そして、いつも話し合いをしている場所へと着くと見慣れたメンバーと一緒に知らない人達がいた。んー、チラッと何度かは見た事あるけど…名前は知らないなぁ。目立つ緑色の髪で眼鏡をしている彼と、人懐っこい笑顔を浮かべている黒髪の彼。

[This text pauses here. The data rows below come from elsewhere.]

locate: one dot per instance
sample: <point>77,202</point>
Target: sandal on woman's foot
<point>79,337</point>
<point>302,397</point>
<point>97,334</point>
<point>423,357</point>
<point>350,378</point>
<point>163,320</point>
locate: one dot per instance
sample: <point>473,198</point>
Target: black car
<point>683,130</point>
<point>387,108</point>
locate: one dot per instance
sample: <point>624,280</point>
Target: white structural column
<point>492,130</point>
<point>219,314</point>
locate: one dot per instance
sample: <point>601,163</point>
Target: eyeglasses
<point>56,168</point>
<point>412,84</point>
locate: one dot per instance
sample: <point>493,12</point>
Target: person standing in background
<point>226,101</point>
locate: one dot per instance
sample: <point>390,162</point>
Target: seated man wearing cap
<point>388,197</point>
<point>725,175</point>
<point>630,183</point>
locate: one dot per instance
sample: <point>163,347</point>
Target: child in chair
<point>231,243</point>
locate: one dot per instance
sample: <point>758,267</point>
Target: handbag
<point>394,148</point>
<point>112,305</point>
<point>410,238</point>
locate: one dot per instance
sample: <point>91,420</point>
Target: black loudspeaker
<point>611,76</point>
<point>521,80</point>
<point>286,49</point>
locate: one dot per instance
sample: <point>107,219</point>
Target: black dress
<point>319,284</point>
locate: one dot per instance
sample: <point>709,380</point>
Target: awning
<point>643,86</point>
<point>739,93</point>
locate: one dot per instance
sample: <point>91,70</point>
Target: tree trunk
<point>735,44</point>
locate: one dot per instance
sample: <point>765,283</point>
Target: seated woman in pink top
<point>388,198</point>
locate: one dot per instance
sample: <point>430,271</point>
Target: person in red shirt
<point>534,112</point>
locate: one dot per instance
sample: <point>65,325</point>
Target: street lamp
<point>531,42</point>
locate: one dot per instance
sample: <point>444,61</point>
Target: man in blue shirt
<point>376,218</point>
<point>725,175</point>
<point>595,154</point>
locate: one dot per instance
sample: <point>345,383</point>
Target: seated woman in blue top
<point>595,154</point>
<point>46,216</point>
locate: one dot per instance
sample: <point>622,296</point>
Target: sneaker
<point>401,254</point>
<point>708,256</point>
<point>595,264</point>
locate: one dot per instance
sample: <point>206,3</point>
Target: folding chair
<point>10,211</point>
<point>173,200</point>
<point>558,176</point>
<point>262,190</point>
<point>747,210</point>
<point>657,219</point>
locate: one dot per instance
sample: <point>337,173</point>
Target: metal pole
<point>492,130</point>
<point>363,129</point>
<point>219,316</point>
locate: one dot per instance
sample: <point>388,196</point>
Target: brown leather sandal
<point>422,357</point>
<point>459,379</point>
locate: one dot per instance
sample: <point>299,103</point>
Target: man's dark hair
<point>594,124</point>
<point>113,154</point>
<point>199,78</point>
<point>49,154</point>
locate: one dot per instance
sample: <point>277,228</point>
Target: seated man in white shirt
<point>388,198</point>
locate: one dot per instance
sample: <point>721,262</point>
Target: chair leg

赤司くんと仲良さそうに話してるところを見ると、1年生なのかな?
「あっ、どーもッス。沢村さんッスよね? 俺、秀徳高校1年の高尾和成でっす!」
「えっ…う、うん。××高校2年の沢村奈々です」
「急に自己紹介始めてんじゃねぇよ。先に今日の探索について説明するから黙ってろ」
「自己紹介くらい許したってや。なかなか、沢村が部屋から出て来んからみんな気になっとるやって」
「そんなの知りませんよ」
なんかいきなりウインク付きで自己紹介をされて、思わずわたしも名乗ってしまった。そしてそんなわたしに花宮くんが軽く頭を叩く。さっきから花宮くんは、わたしの頭を叩き過ぎです。しかも、理不尽です。

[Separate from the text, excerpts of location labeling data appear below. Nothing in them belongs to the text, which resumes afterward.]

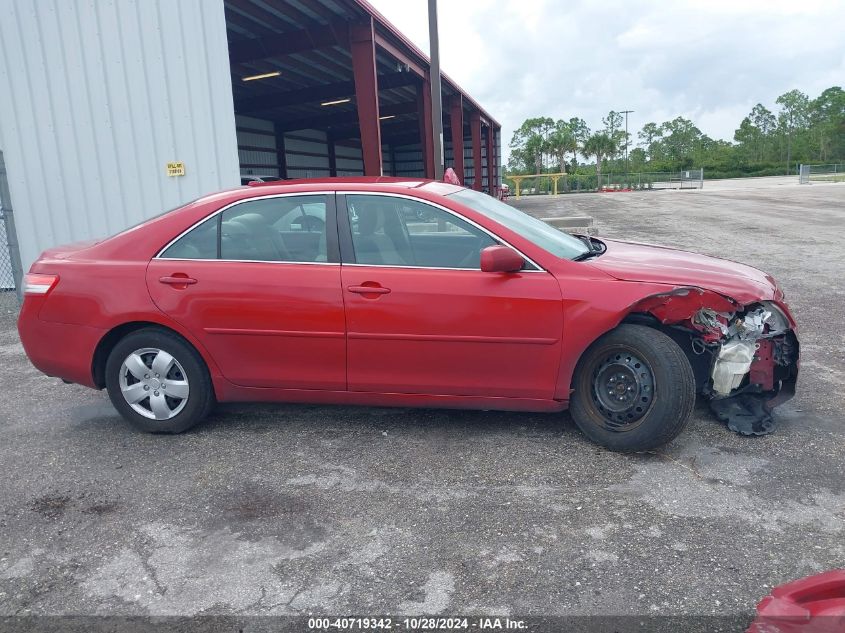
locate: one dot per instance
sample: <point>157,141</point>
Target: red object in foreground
<point>389,291</point>
<point>815,604</point>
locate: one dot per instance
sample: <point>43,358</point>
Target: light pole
<point>626,113</point>
<point>436,99</point>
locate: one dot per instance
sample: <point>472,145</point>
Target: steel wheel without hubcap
<point>154,383</point>
<point>623,390</point>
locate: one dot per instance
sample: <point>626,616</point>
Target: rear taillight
<point>36,284</point>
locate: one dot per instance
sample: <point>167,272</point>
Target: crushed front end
<point>754,364</point>
<point>745,356</point>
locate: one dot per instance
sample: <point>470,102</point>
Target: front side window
<point>391,231</point>
<point>284,229</point>
<point>543,235</point>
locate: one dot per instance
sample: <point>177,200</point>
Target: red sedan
<point>385,291</point>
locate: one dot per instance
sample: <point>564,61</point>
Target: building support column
<point>426,130</point>
<point>363,49</point>
<point>332,156</point>
<point>475,129</point>
<point>456,122</point>
<point>281,157</point>
<point>491,162</point>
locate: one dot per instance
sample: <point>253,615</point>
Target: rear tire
<point>143,366</point>
<point>634,390</point>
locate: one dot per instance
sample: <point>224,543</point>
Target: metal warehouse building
<point>112,111</point>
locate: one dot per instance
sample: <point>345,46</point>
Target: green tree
<point>562,141</point>
<point>680,140</point>
<point>582,133</point>
<point>530,143</point>
<point>651,137</point>
<point>827,122</point>
<point>792,119</point>
<point>601,145</point>
<point>613,127</point>
<point>765,125</point>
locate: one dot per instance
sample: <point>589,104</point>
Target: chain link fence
<point>584,183</point>
<point>832,172</point>
<point>10,273</point>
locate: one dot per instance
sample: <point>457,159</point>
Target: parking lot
<point>269,509</point>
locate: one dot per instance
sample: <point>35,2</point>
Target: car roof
<point>406,183</point>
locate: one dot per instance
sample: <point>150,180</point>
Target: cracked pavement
<point>294,509</point>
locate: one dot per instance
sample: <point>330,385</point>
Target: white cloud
<point>709,61</point>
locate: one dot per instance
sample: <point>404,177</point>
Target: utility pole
<point>436,99</point>
<point>626,113</point>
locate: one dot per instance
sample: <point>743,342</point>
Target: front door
<point>259,285</point>
<point>422,318</point>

そして仕方なく黙っていると、花宮くんが今日の探索について説明をしだす。
へ、へぇ…そ、そうなんだ?
本当にわたし、霧崎のみんなとは別でまた探索に行くのかぁ。
そして海常の人達と一緒に探索に行った時の事を思い出し、少しだけ不安になってくる。慣れてきたのは、霧崎の人達だけで…他の人達とはあんまり関わってないからなぁ。また嫌な思いをするだけな気がする。
「めっちゃ不安そうな顔してて草。どんだけ嫌なのよ」
「だ、だって…全然関わりない人達だし。それにどうせ、また疑われるし…」
「大分、奈々も卑屈になって来たよね。まぁ、無理もないけど」
「あ、疑ってないって言ったら嘘になるッスけど、別に問い詰めたりしないんで大丈夫ッスよー」
「そもそも、別に大した探索じゃねぇしそんなに時間も掛からねぇだろ。終わったらすぐに帰ってくりゃあいい」
「わ、わかったよ」
そりゃあ、こんな場所で嫌な顔を何度もされてれば卑屈にもなるよ。それに花宮くん達と一緒にいる時間も多かったし、色々とわたしが捻くれる様になったのは仕方がないと思います。

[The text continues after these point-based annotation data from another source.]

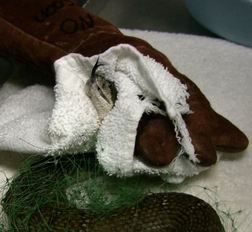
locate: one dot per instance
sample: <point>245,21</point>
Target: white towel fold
<point>73,123</point>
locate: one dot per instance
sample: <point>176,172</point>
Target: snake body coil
<point>161,212</point>
<point>34,204</point>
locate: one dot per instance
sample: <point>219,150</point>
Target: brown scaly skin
<point>47,208</point>
<point>160,212</point>
<point>44,31</point>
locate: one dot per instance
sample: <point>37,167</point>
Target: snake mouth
<point>74,193</point>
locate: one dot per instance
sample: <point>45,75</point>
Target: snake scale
<point>155,212</point>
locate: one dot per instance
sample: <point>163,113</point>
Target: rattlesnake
<point>156,212</point>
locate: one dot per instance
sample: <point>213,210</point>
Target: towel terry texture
<point>78,123</point>
<point>222,70</point>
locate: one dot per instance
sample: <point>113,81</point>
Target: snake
<point>154,212</point>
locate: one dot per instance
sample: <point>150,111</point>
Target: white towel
<point>74,123</point>
<point>223,71</point>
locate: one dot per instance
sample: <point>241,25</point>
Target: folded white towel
<point>223,72</point>
<point>75,124</point>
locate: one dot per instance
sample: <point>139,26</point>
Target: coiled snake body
<point>36,189</point>
<point>162,212</point>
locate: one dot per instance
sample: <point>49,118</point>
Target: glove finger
<point>201,140</point>
<point>156,144</point>
<point>227,137</point>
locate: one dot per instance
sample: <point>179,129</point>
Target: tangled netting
<point>72,193</point>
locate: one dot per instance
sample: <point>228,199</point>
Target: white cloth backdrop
<point>223,71</point>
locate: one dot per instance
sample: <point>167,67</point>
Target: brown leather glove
<point>43,31</point>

そして、嫌なものは嫌だけど…探索を断るのはもっと嫌なので、渋々返事をした。
だって、早く此処から脱出したいし。本当なら面倒臭いって言いたいけど、そうも言ってられない。それに、わたしは中央から出ずに探索をするみたいなので比較的安全っぽいので、頑張りたいと思います。